Photo courtesy of Walmart
Photo courtesy of Walmart

The Walmart Foundation Tuesday announced that it has distributed $285,000 in grants to nonprofits in San Diego.

The awards include $50,000 for the zero8hundred program, which helps post-9/11 veterans and their families make the transition back to civilian life.

“Securing employment or entering an educational or job training program as part of a career pathway is a top concern for the majority of transitioning veterans,” said Sean Mahoney, the nonprofit’s executive director. “Through their military experience, many post-9/11 veterans have developed highly transferable skills and leadership qualities.”

Despite their skills, many veterans are out of work or employed in jobs that don’t take advantage of their abilities, Mahoney said.

The foundation gave $50,000 to Workshops for Warriors to develop a centralized system that integrates the program’s admissions, registrar, financial aid and career services databases. The organization provides veterans with vocational training in manufacturing fields.

Another $45,000 went to the Turning the Hearts Center’s Hearts for the Hungry Food Distribution Center, which will allow the nonprofit to operate one additional day a week.

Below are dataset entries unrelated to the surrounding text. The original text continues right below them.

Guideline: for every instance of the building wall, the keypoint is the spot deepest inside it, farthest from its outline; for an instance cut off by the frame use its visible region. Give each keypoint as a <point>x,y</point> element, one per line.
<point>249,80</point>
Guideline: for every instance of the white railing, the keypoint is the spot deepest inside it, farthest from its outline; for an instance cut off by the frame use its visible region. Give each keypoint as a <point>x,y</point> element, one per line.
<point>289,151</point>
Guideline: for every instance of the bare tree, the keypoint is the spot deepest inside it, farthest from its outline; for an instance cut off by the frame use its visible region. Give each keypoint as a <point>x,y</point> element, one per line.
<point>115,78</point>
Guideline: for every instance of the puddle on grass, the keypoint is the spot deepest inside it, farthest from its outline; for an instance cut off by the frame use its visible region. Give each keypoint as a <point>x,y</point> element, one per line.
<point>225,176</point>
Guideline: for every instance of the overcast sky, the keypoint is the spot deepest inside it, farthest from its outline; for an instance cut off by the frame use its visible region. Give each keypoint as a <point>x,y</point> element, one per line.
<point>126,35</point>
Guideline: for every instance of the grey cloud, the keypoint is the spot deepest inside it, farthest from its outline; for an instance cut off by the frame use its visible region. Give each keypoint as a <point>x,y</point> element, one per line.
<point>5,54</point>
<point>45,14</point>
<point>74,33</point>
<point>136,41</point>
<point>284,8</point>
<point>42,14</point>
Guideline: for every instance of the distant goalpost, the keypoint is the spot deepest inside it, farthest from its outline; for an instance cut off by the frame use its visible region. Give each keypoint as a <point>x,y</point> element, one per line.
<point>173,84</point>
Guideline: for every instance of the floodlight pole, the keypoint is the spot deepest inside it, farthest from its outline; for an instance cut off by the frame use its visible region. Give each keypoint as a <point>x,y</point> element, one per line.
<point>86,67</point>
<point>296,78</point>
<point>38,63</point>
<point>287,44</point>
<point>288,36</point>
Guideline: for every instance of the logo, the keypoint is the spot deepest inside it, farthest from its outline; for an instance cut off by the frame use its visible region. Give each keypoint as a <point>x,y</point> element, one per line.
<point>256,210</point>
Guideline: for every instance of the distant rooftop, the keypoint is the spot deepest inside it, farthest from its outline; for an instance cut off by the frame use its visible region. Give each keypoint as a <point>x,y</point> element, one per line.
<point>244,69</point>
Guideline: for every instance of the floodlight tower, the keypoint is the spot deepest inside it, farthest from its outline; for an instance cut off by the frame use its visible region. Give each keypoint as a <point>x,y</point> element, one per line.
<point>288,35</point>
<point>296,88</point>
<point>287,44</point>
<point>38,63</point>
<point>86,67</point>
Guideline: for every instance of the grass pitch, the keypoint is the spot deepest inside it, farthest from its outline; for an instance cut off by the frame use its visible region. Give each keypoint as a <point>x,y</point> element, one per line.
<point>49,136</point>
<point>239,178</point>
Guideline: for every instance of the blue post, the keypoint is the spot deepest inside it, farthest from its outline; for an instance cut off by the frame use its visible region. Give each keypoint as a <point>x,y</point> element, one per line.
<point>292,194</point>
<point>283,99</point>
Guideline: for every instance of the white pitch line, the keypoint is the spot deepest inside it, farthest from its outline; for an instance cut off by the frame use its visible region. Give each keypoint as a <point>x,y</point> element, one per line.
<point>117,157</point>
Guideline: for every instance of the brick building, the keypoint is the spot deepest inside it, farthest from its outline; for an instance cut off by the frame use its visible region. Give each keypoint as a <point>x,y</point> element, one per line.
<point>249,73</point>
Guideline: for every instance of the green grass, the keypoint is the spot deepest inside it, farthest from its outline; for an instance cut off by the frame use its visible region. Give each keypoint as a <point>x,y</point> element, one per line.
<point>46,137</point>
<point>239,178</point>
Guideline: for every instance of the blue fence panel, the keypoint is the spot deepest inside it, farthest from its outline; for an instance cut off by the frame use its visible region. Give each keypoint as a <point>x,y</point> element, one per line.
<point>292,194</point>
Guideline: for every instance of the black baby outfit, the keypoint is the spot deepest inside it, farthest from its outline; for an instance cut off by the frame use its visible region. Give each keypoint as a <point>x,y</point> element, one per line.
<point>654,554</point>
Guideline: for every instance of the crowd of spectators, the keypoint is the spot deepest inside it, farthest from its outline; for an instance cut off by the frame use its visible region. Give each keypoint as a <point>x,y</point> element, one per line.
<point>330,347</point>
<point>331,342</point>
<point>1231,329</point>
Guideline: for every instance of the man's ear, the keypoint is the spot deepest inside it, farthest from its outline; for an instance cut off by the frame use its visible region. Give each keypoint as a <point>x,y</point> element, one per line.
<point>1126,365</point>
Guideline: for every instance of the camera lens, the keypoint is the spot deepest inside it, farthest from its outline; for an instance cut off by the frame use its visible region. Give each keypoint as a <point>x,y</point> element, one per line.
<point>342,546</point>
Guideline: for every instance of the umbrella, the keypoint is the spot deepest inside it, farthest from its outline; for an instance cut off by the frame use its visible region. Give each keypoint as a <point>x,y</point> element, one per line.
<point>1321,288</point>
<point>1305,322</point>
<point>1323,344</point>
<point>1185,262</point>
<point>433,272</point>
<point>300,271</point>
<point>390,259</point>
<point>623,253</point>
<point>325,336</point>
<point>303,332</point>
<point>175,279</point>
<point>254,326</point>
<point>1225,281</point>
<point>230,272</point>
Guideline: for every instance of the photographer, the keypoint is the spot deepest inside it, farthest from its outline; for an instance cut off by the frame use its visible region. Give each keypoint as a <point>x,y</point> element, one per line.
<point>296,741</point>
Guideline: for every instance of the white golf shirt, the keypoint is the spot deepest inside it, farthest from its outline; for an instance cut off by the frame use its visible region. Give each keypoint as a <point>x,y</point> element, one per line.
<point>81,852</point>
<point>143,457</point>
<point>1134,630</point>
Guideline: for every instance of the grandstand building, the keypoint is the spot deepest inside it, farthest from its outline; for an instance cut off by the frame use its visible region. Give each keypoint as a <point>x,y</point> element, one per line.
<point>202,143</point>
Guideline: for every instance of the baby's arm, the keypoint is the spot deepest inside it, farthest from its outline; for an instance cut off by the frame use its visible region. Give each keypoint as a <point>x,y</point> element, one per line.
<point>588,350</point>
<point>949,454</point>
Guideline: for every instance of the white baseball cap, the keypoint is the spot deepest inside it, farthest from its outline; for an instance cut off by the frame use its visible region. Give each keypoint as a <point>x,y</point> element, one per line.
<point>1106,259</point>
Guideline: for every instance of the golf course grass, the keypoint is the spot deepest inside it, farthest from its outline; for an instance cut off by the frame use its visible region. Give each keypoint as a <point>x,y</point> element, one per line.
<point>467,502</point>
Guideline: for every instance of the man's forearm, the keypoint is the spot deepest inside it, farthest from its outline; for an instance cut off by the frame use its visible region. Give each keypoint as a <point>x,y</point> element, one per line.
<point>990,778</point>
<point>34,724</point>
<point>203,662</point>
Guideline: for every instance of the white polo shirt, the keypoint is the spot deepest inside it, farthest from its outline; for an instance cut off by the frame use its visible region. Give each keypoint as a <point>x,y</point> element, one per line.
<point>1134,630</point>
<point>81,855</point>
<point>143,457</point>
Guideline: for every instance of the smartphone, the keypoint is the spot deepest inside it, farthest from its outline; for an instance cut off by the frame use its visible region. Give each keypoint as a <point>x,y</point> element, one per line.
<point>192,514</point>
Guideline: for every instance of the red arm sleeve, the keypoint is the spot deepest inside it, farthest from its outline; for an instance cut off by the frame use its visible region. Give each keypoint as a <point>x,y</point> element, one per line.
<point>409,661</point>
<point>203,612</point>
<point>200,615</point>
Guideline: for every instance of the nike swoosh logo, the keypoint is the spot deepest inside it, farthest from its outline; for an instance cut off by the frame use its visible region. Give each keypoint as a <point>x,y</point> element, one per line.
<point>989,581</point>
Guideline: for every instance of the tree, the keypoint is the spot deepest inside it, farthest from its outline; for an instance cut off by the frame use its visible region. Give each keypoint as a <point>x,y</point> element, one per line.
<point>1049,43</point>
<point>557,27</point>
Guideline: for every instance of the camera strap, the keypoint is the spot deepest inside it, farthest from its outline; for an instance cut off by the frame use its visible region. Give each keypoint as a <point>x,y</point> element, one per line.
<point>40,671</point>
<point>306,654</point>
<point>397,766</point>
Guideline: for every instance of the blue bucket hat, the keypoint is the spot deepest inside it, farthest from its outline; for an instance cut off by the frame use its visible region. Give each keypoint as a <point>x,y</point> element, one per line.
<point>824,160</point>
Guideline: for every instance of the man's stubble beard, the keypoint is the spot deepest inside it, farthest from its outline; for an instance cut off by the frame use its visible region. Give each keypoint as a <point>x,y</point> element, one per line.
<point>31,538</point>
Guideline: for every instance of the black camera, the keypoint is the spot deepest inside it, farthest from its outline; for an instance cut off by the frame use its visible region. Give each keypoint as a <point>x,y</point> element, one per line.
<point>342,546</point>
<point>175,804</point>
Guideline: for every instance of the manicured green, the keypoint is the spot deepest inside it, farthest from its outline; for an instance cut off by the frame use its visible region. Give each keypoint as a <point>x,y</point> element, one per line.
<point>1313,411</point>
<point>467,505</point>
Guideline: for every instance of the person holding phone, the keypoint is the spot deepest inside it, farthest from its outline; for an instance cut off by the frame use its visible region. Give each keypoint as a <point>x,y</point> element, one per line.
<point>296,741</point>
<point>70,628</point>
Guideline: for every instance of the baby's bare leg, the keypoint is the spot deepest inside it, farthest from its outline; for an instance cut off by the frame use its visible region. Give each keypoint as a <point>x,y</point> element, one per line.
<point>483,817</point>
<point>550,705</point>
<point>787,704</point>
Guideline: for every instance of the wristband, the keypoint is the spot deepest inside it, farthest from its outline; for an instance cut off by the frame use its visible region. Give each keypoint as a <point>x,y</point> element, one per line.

The Walmart Foundation gave $30,000 to the San Diego Armed Forces YMCA to support its monthly Neighborhood Exchange food distribution program, which provides healthy meals and nutritional resources to members of the military and their families who are facing financial challenges.

Walmart’s donation will provide one year’s worth of food for the program.

“Thanks to Walmart’s support, we will be able to increase by 20 percent the number of service members and their families who receive food support through our Neighborhood Exchange program,” said Tim Ney, the YMCA’s executive director.

The Walmart Foundation also provided:

— $30,000 to the Fallbrook Food Pantry, which serves more than 500 families a week;

— $30,000 to Meals-on-Wheels, which will purchase a van and stackable coolers;

— $25,000 to Casa Familiar to train Latinas to be health and fitness instructors; and

— $25,000 to Social Advocates for Youth, which will purchase a minivan to transport food to needy families.